The Falcons are trying to be one of those good teams. In addition to replacing Ryan with Mariota and Ridder this offseason, Atlanta re-signed do-everything back Cordarrelle Patterson, added Damien Williams to its backfield, signed reserve receivers Damiere Byrd, KhaDarel Hodge and Auden Tate, traded for Las Vegas Raiders wideout Bryan Edwards and drafted Drake London with their top pick to pair with star tight end Kyle Pitts. Those moves might not scream "Super Bowl LVII, here we come," but they do resemble an attempted rebuild on the fly, and the Falcons trying to improve on Smith's first season as head coach, a 7-10 campaign that the analytically minded saw as overperformance.

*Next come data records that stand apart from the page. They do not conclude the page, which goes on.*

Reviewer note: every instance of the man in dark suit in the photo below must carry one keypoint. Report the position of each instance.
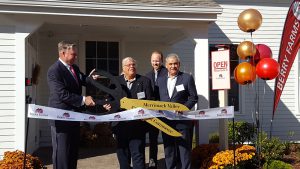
(158, 70)
(65, 81)
(177, 87)
(130, 135)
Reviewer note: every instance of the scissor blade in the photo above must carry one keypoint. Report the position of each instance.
(127, 103)
(163, 127)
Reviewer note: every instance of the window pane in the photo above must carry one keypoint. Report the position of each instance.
(113, 50)
(90, 49)
(90, 64)
(102, 50)
(102, 64)
(114, 67)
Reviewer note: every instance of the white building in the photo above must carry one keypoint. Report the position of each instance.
(106, 32)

To those folks sure to write off the Falcons' ability to win games in 2022, Smith has no time for their games.
"There's a lot of people who are invested and love the strategies of team building," Smith told Schultz. "They're engaged, and they play pretend GM online. They pretend they know the salary cap, and they pretend they know what the locker room is like, and they pretend to know what it's like to put a game plan together, and they pretend to know about life in the NFL. But they have no idea."
The Falcons currently rank last among all 32 NFL teams in cap spending this season ($131.4 million), though much of that is due to the fact that Atlanta ranks first in dead money ($63 million) with much of it tied to departed legends in Ryan and Julio Jones. That figure and its effect on Atlanta's spending habits are reflective of the Falcons' attempt to move on from the Thomas Dimitroff era and fully embrace the Smith and Terry Fontenot future.
"This is not a complete teardown," Fontenot told NFL Network's Cameron Wolfe after the draft. "We still have some core pieces here we want to keep. We also know we have a lot of work to do. We're ready to do the work and bring in the right guys."
Smith defended to Schultz the decision to part ways with Ryan, but re-up veteran trenchmen Jake Matthews and Grady Jarrett, describing a potential restructure of Ryan's massive deal as "opening another credit card to pay off debt."
"Sure, you could have done it and made wholesale changes to the roster. But where would you be now?" Smith explained. "We knew it was going to be brutal for two years on the cap, no matter how we did it."
As it stands, the Falcons have one of the more unproven rosters in the league, especially at quarterback, but one that Smith hopes can compete in 2022.
"I want to win. I have an urgency to win," Smith told Schultz. "You're never promised anything. You don't know what's going to happen a year from now, and I'm not just talking about this job, I mean with health, in life. I'm not trying to be all philosophical here.
"But I like the makeup of our team. I like where we're going. We have a lot of guys who are hungry, guys who are competitive, guys who have one-year deals and feel like they have something to prove. We have something to prove."